You need a know day. ie 01/Jan/2002 == TUE
Then find the difference in days to the known.
Divide by 7 using the % operator.
Add the return to the known to find the day of the week.
need to have an array of the number of days in a month
iMonthArray[12]={31,28,31,.......(note the first has to be the KNOWN month and loop Dec->Jan)
and one for the day of the week
sDay[7][64]={"Tuesday","Wednesday",....(note the first has to be the KNOWN day.)
ie 28 Feb 2002
iDiffYears=0
iDiffMonth=1
iDiffDay=27
some macros could helpCode:for(i=0;i<iDiffMonth;i++)
{
iDayDiff+=iMonthArray[i];
}
iDay=iDayDiff%7;
sprintf(sDay,"Date is a %s",sDay[iDay]);
if you store the data as a long int
ie 01/Jan/2002 = 01012002
ie 28/Feb/2002 = 28022002
Then look for leap years and you are homeCode:#define GETDAY(lDate) (lDate / 1000000)
#define GETMONTH(lDate) ((lDate / 10000) % 100)

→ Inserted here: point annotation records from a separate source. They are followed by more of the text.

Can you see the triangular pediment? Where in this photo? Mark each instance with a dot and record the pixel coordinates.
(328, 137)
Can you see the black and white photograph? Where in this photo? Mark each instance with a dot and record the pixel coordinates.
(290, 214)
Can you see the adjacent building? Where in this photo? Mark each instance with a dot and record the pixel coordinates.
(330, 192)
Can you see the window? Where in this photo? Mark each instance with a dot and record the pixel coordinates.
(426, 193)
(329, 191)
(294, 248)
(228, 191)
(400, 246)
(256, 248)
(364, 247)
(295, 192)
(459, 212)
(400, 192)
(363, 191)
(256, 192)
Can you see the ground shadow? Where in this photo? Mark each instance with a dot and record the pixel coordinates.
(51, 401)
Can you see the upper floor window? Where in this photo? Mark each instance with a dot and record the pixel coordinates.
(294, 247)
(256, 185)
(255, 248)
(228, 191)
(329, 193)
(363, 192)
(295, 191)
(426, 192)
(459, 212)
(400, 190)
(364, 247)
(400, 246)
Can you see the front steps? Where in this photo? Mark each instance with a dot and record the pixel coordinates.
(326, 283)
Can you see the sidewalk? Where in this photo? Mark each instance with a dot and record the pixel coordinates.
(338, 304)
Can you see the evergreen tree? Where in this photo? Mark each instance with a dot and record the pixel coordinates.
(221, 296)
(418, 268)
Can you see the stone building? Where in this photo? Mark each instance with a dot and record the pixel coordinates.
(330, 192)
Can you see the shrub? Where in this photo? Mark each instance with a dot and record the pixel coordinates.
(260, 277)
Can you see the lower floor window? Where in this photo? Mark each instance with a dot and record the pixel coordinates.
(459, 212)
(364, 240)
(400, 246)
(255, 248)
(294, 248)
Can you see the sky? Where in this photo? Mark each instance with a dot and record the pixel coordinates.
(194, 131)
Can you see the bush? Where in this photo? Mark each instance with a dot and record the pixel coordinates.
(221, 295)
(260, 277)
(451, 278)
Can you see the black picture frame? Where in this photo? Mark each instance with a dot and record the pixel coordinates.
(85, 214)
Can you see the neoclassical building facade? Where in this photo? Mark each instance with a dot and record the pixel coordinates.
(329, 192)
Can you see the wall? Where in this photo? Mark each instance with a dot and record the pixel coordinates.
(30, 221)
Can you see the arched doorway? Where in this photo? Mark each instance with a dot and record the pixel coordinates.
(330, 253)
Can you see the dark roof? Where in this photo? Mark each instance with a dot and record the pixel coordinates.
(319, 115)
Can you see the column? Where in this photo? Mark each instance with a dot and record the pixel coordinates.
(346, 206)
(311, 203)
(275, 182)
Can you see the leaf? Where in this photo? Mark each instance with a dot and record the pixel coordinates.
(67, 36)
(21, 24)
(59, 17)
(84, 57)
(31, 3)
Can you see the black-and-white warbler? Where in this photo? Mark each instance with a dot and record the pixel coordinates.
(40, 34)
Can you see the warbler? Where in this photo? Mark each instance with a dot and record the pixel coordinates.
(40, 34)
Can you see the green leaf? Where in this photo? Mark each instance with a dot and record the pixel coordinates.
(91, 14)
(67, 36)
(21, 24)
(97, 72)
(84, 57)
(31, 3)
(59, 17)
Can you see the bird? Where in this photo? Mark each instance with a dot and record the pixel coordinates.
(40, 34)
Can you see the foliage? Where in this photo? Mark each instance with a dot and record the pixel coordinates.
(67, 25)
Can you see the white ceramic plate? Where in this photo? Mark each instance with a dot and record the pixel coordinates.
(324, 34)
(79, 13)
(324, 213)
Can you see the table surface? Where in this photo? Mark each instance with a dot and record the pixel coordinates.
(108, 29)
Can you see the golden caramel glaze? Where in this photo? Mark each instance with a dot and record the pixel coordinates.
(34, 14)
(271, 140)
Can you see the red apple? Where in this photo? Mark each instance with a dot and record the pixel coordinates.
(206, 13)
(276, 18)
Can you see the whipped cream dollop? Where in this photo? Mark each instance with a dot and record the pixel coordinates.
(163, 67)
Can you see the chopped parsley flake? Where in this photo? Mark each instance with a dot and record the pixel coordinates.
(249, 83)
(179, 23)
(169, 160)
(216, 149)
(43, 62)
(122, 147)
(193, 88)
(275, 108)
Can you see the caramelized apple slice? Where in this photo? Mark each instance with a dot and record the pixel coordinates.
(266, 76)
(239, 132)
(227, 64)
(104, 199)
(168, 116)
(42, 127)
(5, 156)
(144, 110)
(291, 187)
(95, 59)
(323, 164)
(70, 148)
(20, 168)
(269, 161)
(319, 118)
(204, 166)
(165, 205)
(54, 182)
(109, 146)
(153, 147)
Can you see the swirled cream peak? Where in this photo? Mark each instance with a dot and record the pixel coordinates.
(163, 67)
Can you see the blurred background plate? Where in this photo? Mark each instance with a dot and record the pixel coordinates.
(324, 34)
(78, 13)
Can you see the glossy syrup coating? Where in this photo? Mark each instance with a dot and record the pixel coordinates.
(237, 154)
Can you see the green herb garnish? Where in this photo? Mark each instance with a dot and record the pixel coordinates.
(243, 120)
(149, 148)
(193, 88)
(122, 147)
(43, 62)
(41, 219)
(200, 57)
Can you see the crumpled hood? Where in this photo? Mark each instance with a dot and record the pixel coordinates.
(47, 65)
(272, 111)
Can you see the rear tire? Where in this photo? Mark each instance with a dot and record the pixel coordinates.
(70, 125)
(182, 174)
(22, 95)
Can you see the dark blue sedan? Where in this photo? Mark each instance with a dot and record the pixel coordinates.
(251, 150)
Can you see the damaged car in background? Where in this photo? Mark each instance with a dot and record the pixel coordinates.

#define GETYEAR(lDate) (lDate % 10000)
Use The code Given Below
main()
{
int x,y,z;
long int n,a,b,c;
clrscr();
cout<<"Enter Any Date in (dd/mm/yyyy) format "<<endl;
cin>>x;cin>>y;cin>>z;
if(y<=2)
{
a=z-1;
b=y+13;
}
else
{
a=z;
b=y+1;
}
n=((1461*a)/4)+((153*b)/5)+x;
c=((n-621049)%7);
switch(c)
{
case 0 : cout<<"The Day Is Sunday"<<endl;
break;
case 1 : cout<<"The Day Is Monday"<<endl;
break;
case 2 : cout<<"The Day Is Tuesday"<<endl;
break;
case 3 : cout<<"The Day Is Wednesday"<<endl;
break;
case 4 : cout<<"The Day Is Thursday"<<endl;
break;
case 5 : cout<<"The Day Is Friday"<<endl;
break;
case 6 : cout<<"The Day Is Saturday"<<endl;
break;
}
If You Dont Get It then mail me at
kathireshn2001@yahoo.co.in
I don't understand some of the constants.
1461 = 4 * 365.25 (OK)Code:n=((1461*a)/4)+((153*b)/5)+x;
c=((n-621049)%7);
Why (153*b)/5 ? (average days per month?)
Where does 621049 come from? (621049/365.25 = some day in 300AD)
Have you taken into account the change to the Gregorian calendar?